10年前に千葉市美術館で観た田中一村の絵に感銘受けて、いつかは行ってみたいと憧れの奄美。数か月前その地住まいの方と知己を得る機会をいただいて、先日久しぶりにその方とお話する機会があったのだけど、その時の話の流れで新嘗祭の日の神社詣でをお勧めされた。
ちなみに自分、普段はあまり神社とご縁はやや疎め。なんちゃって切支丹だもんだから所属教義的には少々閾を高く感じているという側面はあるけれど、だからといって別に神社を嫌って足を向けないという訳でもない。初詣にも行かないし、今最後に出かけたのは従弟たちに便乗した先々月の筥崎宮の放生会。ただ夏越の大祓の茅の輪くぐりについてだけは、できるだけ毎年どこかしらで参加させてもらってる。おかしなスタンスの取り方だとは思うけれど、あまり深くは考えない。
せっかく勧めてただいたことだしと、さっそく新嘗祭をやってると思しき神社を調べてみる。この近辺だと西の方角に離れた地区の神社がヒット。でも生憎その日は午前中宅配便待ちをしていて午後は午後で用事が入っていたからそっち方面まで出向くのは時間的に厳しい。
そういえば去年、福岡での居をこちらに移してきて以来、一度も近所の神社に立ち寄ったこともなかったし、一番近くの神社に行ってみるには遅ればせながらもいい機会。待っていた荷物の配達を受け取った後、散歩がてらに歩いてみる。
住まいから見て裏手の竹藪が続く丘の間を抜けて、果たして思ったよりも随分近くにあった。そのタイミングには全く人の気配がない。

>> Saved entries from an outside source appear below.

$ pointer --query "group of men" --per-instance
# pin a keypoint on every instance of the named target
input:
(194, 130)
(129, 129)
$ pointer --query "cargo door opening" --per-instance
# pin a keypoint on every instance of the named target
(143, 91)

手水舎の水道は最初からハンドルが外されて使えないので手真似だけで手と口を漱ぐ仕草をしてみる。社務所も賽銭箱もなく、どなたを祀っているのかすら説明書きの立て札もなく。ともあれ手を合わせて来年も自分も世界のどなたもみな食いっぱぐれなく健やかであれますようにと誰もいない場所で二礼に拍手一礼。

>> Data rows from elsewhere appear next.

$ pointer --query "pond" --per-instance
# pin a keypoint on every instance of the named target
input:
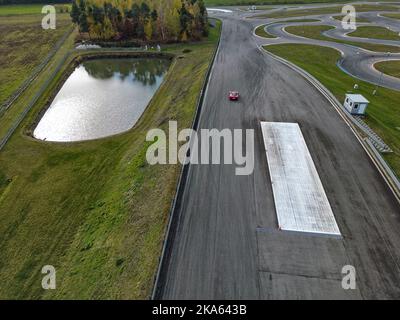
(100, 98)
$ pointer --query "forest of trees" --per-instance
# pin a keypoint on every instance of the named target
(145, 20)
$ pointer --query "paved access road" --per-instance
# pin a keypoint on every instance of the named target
(227, 244)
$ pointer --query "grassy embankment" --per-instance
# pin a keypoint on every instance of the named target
(391, 15)
(326, 10)
(383, 111)
(260, 31)
(391, 68)
(374, 32)
(95, 210)
(24, 44)
(315, 32)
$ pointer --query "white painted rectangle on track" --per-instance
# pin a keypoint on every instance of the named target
(300, 200)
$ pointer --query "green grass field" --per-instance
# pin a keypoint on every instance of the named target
(383, 110)
(262, 33)
(326, 10)
(375, 33)
(391, 68)
(315, 32)
(340, 18)
(23, 45)
(95, 210)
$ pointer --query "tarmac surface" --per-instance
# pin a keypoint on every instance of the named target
(228, 245)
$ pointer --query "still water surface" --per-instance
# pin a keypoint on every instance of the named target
(101, 98)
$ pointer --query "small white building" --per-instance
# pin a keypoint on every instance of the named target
(355, 103)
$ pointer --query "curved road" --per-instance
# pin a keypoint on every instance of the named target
(227, 244)
(355, 61)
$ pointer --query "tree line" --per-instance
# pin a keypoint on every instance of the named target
(146, 20)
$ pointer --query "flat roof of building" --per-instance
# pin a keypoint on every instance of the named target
(357, 98)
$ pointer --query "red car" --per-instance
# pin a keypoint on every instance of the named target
(233, 95)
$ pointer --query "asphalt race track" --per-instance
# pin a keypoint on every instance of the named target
(356, 61)
(228, 245)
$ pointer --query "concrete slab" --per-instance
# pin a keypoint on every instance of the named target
(292, 287)
(300, 200)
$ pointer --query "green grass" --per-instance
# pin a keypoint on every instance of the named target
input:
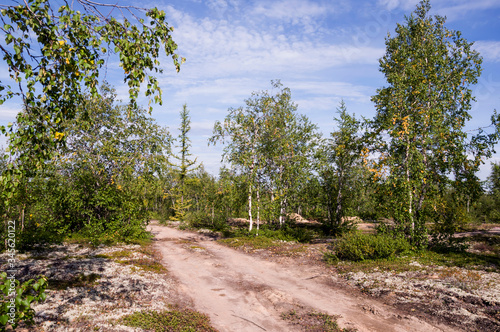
(80, 280)
(465, 260)
(251, 242)
(172, 321)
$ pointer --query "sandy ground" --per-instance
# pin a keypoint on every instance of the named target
(242, 292)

別途調べてみたところ、そこは埴安神(はにやすのかみ)を祀る神社の流れで新嘗の趣旨に違う場所でもなさそう。ただの空き地のようなこの場所の風に木の葉の音だけの雰囲気、なんとなく好ましい。
その次の日の日曜日。従妹のつながりからNPO法人花の花主催の収穫祭に誘ってもらって、従妹と母と3人で寄らせていただく。新米のおにぎりと豚汁のご馳走。お米と塩のシンプルな味わいと、豚汁の敢えて皮を残した根菜の具材の、その皮のところがしみじみと旨い。日本に生まれてほんとによかった、みたいなこと思いつつしみじみと味わう。結構なボリュームのおにぎりがツワブキの葉に乗って出てくるのがかわいらしい。米食いな従妹、母からもらっておにぎり3つ平らげる。
ちなみにこちらはこの日収穫祭のメニューではなくて、先々週、花の花のカフェランチでいただいたピザ。作業所の農園で大切に育てた食材の味を最大限に引き出したやさしい味。こんな風に料理してもらえたら野菜も穀物もそれこそ本望と感じてそう。
ひょんなきっかけだったけど、収穫すること食べることの感謝の機会を持つことができた週末。